Regarding the free cash flow for the year, I think you came in -- well, it's in the press release -- $310 million. It's a big part of your executive comp. Did you exceed your target with that $310 million? And then secondly, you took some balance sheet actions you said and you slowed down some plants to improve the balance sheet at the end of the year in Snacks. How much of that helped you get to that free cash flow target? Or would you have been there anyway and it didn't really matter?

M
Matthew Foulston
EVP and CFO

I would -- cash flow is a piece of our compensation. I would call it a sliver, not a dominant piece, but it's important to us. And as you know, over the last couple of years, we've worked very hard at all elements of working capital. I think what we did in the fourth quarter was really systemically bring our inventories down to a level that we're pretty comfortable with, as opposed to it being a one-time initiative that bounces straight back in the first quarter and then you wait until the end of the year because, frankly to us, if we can't sustain an inherently lower level all year, we can't pay down debt and we can't realize the interest savings. So we looked at this from a very holistic point of view as an ongoing journey that we're going to need to improve on this year and next year, as opposed to squeezing this for a some kind of compensation.

S
Steve Oakland
President and CEO

Yeah. And Rob, I would suggest that we actually took -- you all see our executive comp stuff obviously, but we actually took cash flow into all of the incentive plans this year, and we saw a lot of focus on it. Having said that, we have a corresponding measure in the individual plans on customer service. And so the fact that customer service is weighed heavily as well doesn't allow you to just swing inventory down to make a comp number because you get dinged the other way if the customer service goes bad. So we think there's an opportunity.

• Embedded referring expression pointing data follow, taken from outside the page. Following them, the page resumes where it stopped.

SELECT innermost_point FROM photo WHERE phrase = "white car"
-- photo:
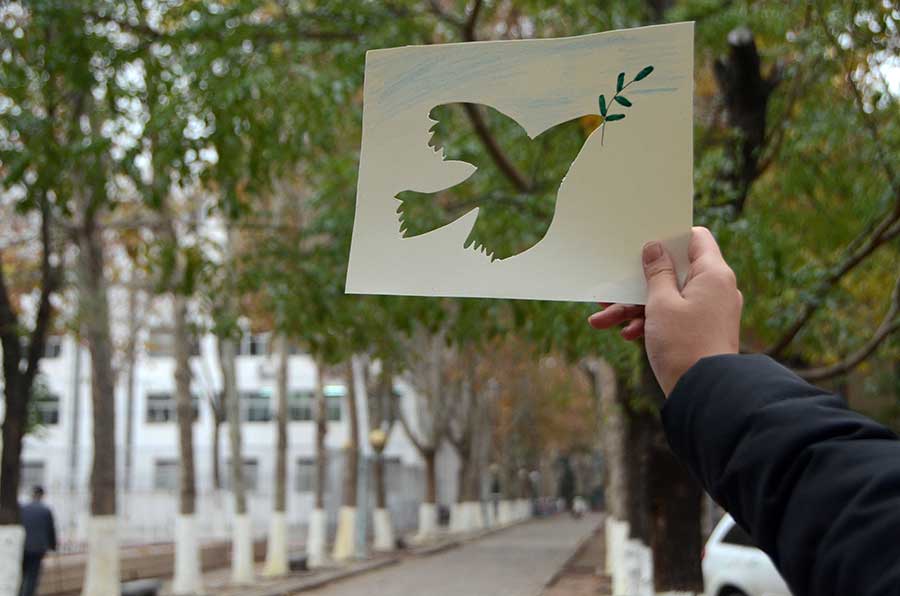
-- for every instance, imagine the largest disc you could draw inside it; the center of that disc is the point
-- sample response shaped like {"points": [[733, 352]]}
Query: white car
{"points": [[733, 566]]}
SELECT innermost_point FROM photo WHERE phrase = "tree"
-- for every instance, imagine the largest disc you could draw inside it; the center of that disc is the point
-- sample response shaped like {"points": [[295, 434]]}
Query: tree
{"points": [[276, 553], [428, 355]]}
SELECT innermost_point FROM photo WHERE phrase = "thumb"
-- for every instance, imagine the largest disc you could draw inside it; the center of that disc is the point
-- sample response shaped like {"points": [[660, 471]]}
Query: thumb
{"points": [[658, 270]]}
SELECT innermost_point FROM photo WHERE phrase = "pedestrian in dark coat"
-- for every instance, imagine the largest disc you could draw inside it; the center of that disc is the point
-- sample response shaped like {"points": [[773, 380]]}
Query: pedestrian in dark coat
{"points": [[40, 536], [816, 485]]}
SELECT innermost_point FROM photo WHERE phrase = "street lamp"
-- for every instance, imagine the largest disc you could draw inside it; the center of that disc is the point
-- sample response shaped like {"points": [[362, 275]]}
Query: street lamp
{"points": [[377, 439]]}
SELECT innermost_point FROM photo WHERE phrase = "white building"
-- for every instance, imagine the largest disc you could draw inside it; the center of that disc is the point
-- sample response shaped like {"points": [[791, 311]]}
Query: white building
{"points": [[58, 454]]}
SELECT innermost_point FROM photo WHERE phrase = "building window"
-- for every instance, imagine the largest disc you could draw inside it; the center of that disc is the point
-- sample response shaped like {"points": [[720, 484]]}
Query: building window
{"points": [[47, 407], [333, 397], [32, 474], [301, 406], [160, 343], [306, 475], [255, 406], [53, 347], [165, 474], [161, 407], [251, 474], [393, 472], [254, 344]]}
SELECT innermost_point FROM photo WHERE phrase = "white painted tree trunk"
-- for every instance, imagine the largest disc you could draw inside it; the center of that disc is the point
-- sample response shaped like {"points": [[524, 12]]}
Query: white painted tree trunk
{"points": [[616, 539], [102, 573], [478, 521], [188, 577], [315, 538], [457, 517], [504, 515], [427, 521], [345, 538], [242, 550], [491, 519], [276, 547], [384, 530], [12, 538]]}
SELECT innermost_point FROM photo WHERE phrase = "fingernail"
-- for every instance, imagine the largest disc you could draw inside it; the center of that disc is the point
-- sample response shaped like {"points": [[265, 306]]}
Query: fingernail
{"points": [[652, 251]]}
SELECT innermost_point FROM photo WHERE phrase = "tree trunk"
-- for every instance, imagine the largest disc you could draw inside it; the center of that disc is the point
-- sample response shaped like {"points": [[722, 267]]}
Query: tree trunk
{"points": [[430, 457], [345, 539], [130, 363], [217, 469], [13, 432], [613, 423], [351, 462], [462, 491], [184, 408], [102, 575], [276, 551], [75, 436], [281, 420], [241, 536], [380, 486], [187, 578], [227, 358], [315, 543], [321, 432], [675, 503], [636, 459]]}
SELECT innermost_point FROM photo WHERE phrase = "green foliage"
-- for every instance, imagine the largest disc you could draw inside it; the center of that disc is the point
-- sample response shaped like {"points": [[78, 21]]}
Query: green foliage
{"points": [[255, 105]]}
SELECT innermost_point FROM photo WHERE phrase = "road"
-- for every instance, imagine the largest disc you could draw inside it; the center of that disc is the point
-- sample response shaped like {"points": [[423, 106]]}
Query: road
{"points": [[515, 562]]}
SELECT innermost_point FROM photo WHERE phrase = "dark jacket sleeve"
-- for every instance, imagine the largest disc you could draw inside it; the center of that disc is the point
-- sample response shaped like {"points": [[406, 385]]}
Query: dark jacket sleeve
{"points": [[816, 485], [51, 531]]}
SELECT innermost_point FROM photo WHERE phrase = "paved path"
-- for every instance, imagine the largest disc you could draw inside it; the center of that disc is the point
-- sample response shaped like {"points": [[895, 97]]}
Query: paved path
{"points": [[514, 562]]}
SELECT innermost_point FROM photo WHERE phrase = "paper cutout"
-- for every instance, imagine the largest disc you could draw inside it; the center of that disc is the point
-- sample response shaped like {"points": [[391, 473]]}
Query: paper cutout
{"points": [[625, 186]]}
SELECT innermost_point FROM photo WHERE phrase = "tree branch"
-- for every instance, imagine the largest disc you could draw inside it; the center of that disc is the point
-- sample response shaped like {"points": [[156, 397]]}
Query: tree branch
{"points": [[50, 280], [886, 230], [499, 158], [9, 336], [468, 28], [890, 324], [401, 415], [442, 15]]}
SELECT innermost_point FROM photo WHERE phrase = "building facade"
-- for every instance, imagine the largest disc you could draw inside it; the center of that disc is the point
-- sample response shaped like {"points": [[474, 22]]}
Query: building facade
{"points": [[57, 454]]}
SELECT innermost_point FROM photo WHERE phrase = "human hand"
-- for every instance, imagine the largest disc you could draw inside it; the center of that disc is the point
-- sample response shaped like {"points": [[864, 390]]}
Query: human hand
{"points": [[681, 327]]}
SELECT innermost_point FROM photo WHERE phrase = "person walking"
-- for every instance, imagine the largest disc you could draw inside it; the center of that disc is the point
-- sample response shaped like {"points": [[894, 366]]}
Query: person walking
{"points": [[40, 536]]}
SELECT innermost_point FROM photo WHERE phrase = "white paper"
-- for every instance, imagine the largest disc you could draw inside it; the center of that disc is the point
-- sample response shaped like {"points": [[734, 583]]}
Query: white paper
{"points": [[633, 188]]}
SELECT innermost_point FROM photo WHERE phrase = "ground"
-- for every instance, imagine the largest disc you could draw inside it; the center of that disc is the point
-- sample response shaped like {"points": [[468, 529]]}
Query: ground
{"points": [[519, 561]]}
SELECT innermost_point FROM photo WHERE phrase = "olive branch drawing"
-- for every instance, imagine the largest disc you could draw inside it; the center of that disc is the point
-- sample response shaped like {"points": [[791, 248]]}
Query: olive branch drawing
{"points": [[620, 99]]}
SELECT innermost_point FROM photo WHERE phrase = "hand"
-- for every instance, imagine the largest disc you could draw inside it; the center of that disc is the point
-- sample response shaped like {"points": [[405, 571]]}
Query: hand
{"points": [[681, 327]]}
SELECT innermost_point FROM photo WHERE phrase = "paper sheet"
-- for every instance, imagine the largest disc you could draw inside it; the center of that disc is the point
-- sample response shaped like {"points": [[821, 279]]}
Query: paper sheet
{"points": [[631, 181]]}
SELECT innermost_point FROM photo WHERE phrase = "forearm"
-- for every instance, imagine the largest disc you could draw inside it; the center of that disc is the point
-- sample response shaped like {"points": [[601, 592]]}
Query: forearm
{"points": [[817, 486]]}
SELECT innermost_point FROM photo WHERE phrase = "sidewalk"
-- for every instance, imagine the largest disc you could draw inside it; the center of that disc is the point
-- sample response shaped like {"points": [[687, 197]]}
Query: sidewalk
{"points": [[583, 574], [516, 561]]}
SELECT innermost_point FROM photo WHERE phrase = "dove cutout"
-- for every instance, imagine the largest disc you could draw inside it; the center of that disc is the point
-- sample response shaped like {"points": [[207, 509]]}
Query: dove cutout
{"points": [[509, 221], [587, 156]]}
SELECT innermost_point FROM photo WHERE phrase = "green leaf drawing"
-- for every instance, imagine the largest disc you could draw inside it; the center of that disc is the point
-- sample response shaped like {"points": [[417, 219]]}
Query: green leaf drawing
{"points": [[644, 73], [621, 85]]}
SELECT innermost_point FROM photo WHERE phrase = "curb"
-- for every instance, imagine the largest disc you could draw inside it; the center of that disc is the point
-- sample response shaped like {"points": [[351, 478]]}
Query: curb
{"points": [[314, 582], [551, 581]]}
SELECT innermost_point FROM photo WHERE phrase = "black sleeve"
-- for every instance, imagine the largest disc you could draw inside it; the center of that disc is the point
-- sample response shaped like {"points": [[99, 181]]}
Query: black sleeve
{"points": [[816, 485], [51, 531]]}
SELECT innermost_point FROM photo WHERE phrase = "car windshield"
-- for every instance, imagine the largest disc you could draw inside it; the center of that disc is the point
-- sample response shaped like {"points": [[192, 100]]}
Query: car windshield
{"points": [[737, 536]]}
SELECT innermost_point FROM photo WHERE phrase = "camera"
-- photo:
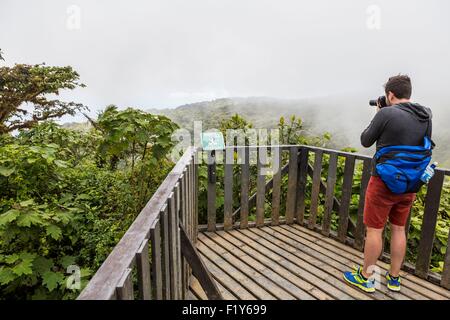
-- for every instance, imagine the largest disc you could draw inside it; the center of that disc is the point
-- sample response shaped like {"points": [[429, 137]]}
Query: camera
{"points": [[381, 101]]}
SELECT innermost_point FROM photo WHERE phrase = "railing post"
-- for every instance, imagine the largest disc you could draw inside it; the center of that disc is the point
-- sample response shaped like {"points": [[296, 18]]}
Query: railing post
{"points": [[317, 176], [245, 188], [292, 184], [155, 239], [260, 191], [211, 193], [432, 201], [143, 271], [228, 189], [276, 186], [359, 232], [301, 185], [346, 197], [329, 196], [124, 289]]}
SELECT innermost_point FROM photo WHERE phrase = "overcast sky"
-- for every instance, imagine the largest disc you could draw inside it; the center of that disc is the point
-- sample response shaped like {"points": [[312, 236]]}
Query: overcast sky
{"points": [[167, 53]]}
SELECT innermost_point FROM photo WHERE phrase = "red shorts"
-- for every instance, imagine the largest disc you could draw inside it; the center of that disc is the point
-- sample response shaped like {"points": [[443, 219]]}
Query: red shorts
{"points": [[381, 203]]}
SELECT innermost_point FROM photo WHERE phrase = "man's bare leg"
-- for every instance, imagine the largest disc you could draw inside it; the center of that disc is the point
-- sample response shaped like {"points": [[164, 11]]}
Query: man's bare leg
{"points": [[398, 249], [372, 249]]}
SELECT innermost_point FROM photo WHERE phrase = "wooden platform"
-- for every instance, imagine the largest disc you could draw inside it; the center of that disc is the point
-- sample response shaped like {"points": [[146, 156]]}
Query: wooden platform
{"points": [[292, 262]]}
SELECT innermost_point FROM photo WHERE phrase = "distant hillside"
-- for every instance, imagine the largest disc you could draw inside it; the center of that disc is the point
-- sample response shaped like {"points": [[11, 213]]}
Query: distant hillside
{"points": [[262, 112], [343, 116]]}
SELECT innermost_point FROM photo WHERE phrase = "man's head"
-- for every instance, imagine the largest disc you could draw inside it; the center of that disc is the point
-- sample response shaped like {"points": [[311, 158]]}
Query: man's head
{"points": [[398, 89]]}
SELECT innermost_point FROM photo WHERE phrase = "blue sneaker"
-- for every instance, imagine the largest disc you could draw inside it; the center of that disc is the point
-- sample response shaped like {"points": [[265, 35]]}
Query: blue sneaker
{"points": [[355, 278], [393, 284]]}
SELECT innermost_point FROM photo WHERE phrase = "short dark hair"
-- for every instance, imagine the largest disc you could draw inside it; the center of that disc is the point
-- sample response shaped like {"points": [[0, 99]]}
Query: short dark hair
{"points": [[400, 86]]}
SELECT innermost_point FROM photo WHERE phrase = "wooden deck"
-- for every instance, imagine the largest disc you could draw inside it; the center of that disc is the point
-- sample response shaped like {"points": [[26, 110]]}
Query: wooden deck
{"points": [[292, 262]]}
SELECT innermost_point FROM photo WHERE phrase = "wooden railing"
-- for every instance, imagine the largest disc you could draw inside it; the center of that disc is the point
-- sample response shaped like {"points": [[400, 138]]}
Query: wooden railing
{"points": [[157, 254], [308, 163]]}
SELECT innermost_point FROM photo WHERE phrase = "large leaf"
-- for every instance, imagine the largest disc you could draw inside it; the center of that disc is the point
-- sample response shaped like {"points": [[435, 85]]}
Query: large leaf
{"points": [[67, 261], [41, 265], [9, 216], [24, 267], [52, 279], [6, 275], [28, 219], [54, 231], [6, 172]]}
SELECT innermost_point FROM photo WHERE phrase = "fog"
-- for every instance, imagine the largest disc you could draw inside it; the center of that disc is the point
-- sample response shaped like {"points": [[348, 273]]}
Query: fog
{"points": [[156, 54]]}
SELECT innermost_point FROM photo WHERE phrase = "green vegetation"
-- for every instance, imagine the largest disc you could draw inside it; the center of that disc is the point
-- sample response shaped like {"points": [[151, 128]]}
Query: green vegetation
{"points": [[291, 134], [68, 196]]}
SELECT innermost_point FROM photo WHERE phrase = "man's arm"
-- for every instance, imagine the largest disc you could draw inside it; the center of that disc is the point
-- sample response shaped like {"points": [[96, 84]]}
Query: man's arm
{"points": [[374, 130]]}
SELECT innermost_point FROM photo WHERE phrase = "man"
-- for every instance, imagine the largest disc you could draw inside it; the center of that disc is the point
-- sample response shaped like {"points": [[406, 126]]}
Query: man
{"points": [[401, 122]]}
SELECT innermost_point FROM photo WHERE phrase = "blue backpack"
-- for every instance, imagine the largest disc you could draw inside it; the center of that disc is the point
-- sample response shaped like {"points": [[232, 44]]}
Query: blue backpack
{"points": [[400, 167]]}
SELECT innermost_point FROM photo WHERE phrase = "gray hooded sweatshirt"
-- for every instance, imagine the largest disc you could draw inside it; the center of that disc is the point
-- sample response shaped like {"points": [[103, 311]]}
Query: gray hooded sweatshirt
{"points": [[401, 124]]}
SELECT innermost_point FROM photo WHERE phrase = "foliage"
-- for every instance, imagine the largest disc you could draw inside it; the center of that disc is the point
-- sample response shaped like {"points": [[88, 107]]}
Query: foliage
{"points": [[25, 92], [58, 207], [292, 132]]}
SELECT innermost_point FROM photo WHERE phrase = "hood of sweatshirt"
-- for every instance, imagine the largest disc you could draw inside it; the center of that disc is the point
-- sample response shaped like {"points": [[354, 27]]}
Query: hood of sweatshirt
{"points": [[420, 112]]}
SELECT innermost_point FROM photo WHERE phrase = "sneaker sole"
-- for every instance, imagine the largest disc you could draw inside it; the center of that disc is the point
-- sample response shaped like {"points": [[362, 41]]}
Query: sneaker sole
{"points": [[396, 289], [371, 290]]}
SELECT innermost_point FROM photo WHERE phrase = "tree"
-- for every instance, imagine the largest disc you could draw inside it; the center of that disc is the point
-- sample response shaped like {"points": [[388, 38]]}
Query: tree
{"points": [[24, 91], [132, 134]]}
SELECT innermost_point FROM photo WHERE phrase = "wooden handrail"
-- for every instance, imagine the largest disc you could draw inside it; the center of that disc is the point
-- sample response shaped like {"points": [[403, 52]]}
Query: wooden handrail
{"points": [[156, 224]]}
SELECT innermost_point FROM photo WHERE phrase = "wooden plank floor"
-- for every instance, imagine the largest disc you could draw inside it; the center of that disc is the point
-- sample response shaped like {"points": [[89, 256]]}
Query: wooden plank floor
{"points": [[292, 262]]}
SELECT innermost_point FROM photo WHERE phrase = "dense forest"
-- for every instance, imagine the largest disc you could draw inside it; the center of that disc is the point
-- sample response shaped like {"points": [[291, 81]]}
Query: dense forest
{"points": [[67, 196]]}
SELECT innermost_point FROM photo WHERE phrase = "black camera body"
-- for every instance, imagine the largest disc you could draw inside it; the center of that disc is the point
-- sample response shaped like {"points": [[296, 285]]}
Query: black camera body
{"points": [[381, 101]]}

We think people are working really hard to do what they should get compensated for. We think it's an important balance sheet metric for us. But we have a check and balance in there when it comes to service.

R
Rob Moskow
Credit Suisse

I'll follow up on that later. A last question, your $0.09 dilution estimate for the sale of Snacks, are you reiterating that, or does that have to go a little bit higher for dilution?

M
Matthew Foulston
EVP and CFO

We don't have any reason to provide an update around that at this point in time.

S
Steve Oakland
President and CEO

Thank you. Well, I want to thank everybody for being with us today and our team for all the effort that went into this. We will have a chance to see many of you at CAGNY next week, which will be fun for TreeHouse, I know. I don't think TreeHouse has been at CAGNY in a while. So we look forward to seeing you all in person there and your questions and thoughts as we go forward. Have a great day.

Operator

The conference has now concluded. Thank you for attending today's presentation and you may now disconnect.